Remembering Martin Luther King, Junior 41 years later

By Josh Harvison - bio | email

OSCEOLA, AR (KAIT) - The 41st anniversary of the assassination of Martin Luther King, Junior is marked for the first time in history with an African American president in office. King was murdered at the Lorraine Motel in Memphis April 4, 1968. Hundreds of riots across the United States ensued after the assassination of the civil rights icon.

"When you're leader dies you kind of feel like things are gone and nobody else can take the place of him because he was such a great man," said Rev. R.J. Hill of Osceola.

Hill has been the pastor of the First Baptist Frenchman Church in Frenchman's Bayou for more than 20 years. His congregation is made up of primarily African Americans. Hill said he has tried to live his own life in the footsteps of King.

"Things that you couldn't do as a black person, so we went through that period where certain things were not available to you," said Hill.

Hill said he witnessed segregation first hand in the 1960s. He said it's difficult to describe the atmosphere to his children and grandchildren.

"You explain the laws at that time, how they were, the things that were passed by nationalists or whatever, that the laws were, they had 2 sets of laws, 1 for black and 1 for white and so that's how you explain it to them, those things that you couldn't do those things as a black person," said Hill.

King's message to the oppressed was not to retaliate against violence. He believed equal civil rights could be obtained without violence.

"You don't retaliate against the evil that comes against you, whatever comes against you, you don't retaliate because that don't help the situation, it only makes it worse," said Hill. "Retaliation was something that would not fulfill the dream that he had, so that taught me to be humble and be kind to everybody."

"The dream that he had kind of kept him going, that was one of the things that, you know, if somebody did take up the slack, and has kept it going, it's getting better and better every year," said Hill.

Hill said the election of President Obama would not have happened if King did not lead the civil rights movement.

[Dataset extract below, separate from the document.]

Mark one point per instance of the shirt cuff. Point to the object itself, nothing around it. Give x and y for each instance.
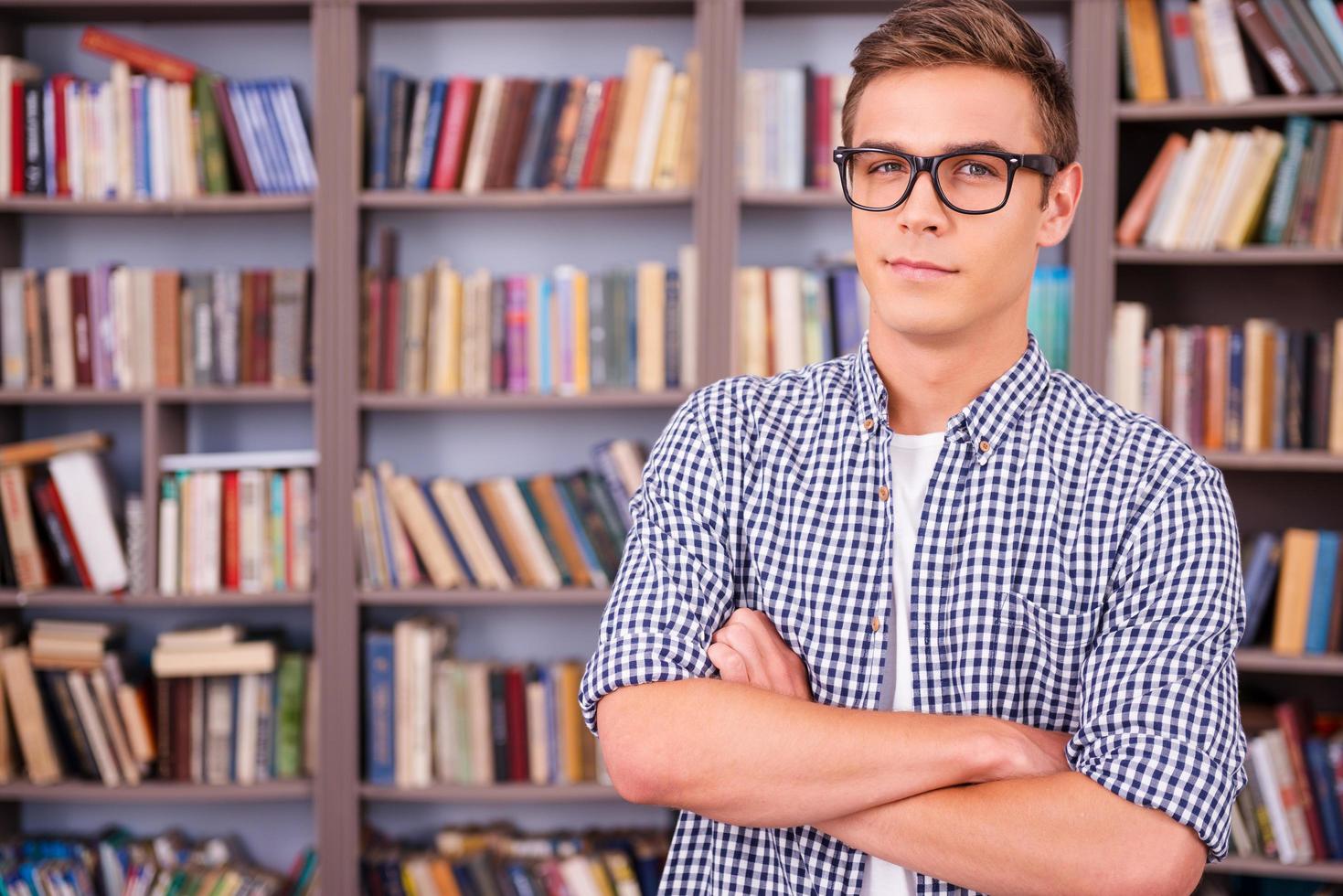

"In looking at his life, he gave a lot by non-violence, even when he went to jail, some of the jailors could not figure out what kind of man he was and he won a lot of those people over by his humbleness," said Hill.

Hill said the 2008 election was a sign of progress for equality, but more work remains ahead.

"It's fulfilling, it's not completely fulfilled, it's come a long ways from where he started and some of the things that he said in his speeches have happened," said Hill. "He always loved everybody and treated everybody right, like he wanted to be treated."

"It wasn't about that he wanted people to be superior over everybody, he just wanted people to have the same rights as everybody in America," said Hill.